Я включил свет, достал листок и быстро его прочел. Затем прочел еще раз, помедленнее. На листке нашлось семь слов, написанных кровью. Вот они:
«Приходите ко мне в Агентство в полночь. — С.»
Что это значит — быть ходячим мертвецом?
Это все равно что стоять внутри толстостенного стеклянного цилиндра, который отделяет нас от остального мира. Те, кто снаружи, кажутся далекими и ненастоящими, лица видятся плоскими и искаженными, в голосах нет глубины; и совершенно немыслимо — разбить стекло и соприкоснуться с кем-то снаружи… Но бывают мгновения, когда мир снаружи проникает сквозь стекло и касается нас.
Эта записка — такое мгновение. Выключив свет, видеть и обонять я не мог ничего, кроме той пахшей сиренью бумажки. Надо мной витали кроваво-красные буквы записки; остатки моего воображения, пережившие жизнь, смерть и воскрешение, преобразили эту кровь в жгучие капли, что сочились с листка мне в распахнутые глаза.
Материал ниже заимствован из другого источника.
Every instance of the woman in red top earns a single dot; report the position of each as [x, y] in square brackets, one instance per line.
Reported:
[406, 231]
Я встал, попил воды, надел спортивный костюм, кроссовки и пальто. И отправился на встречу со Смертью.
Иди к Аиду
Снаружи Агентство почти не изменилось. С моего последнего визита прошло немало времени, но, вопреки зловещему желтому сиянию уличных фонарей, здание разочаровывало по-прежнему. Обычная двухэтажная постройка в конце непримечательной террасы, с одного бока — тихая дорога, с другого — луг. Внутреннее значение этого дома делало его особенным: в этом обыденном месте, в это историческое время четыре всадника Апокалипсиса претворяли в жизнь свои планы на человечество.
Моя координация движений за годы улучшилась — от комических ковыляний трупа до почти жизнеподобной легкости, — но относился я к этому месту настороженно и потому споткнулся на ступеньках перед парадным входом и постучал — ненамеренно — головой. Когда дверь отворилась, я все еще тер череп.
— Чего вам надо?
Я вскинул взгляд и увидел коренастого бородача, который, вопреки вечернему холоду, был обут в открытые сандалии, шорты-бермуды и гавайку. Впрочем, все это оказалось не главной его отличительной чертой: почти все видимое пространство его тела было исшито хирургическими нитками и скреплено скотчем; один глаз затек кровью и смотрел на меня со странной смесью враждебности и тупости, но глазу этому повезло все же больше, чем второму, которого было не видать совсем.
— Я пришел встретиться со Смертью, — ответил я.
— Извините, мест нет.
Без всяких дальнейших объяснений он захлопнул дверь у меня перед носом, попав точно по переносице. До боли мне не было дела, но пренебрежение не понравилось. Я постучал еще раз, теперь уже кулаком.
— Думаете, я дурак? Я вам уже сказал…
— Я не клиент, — перебил его я.
Это его смутило. Одинокий глаз пялился на меня сколько-то, бородач жевал нижнюю губу, словно размышляя, удрать ему или вышвырнуть меня на улицу.
— Так и кто вы?
— Никто особенный. Я тут когда-то работал, давно. Смерть вчера навестил меня, и… — Я умолк, вглядываясь в черты бородача. — Мы не знакомы?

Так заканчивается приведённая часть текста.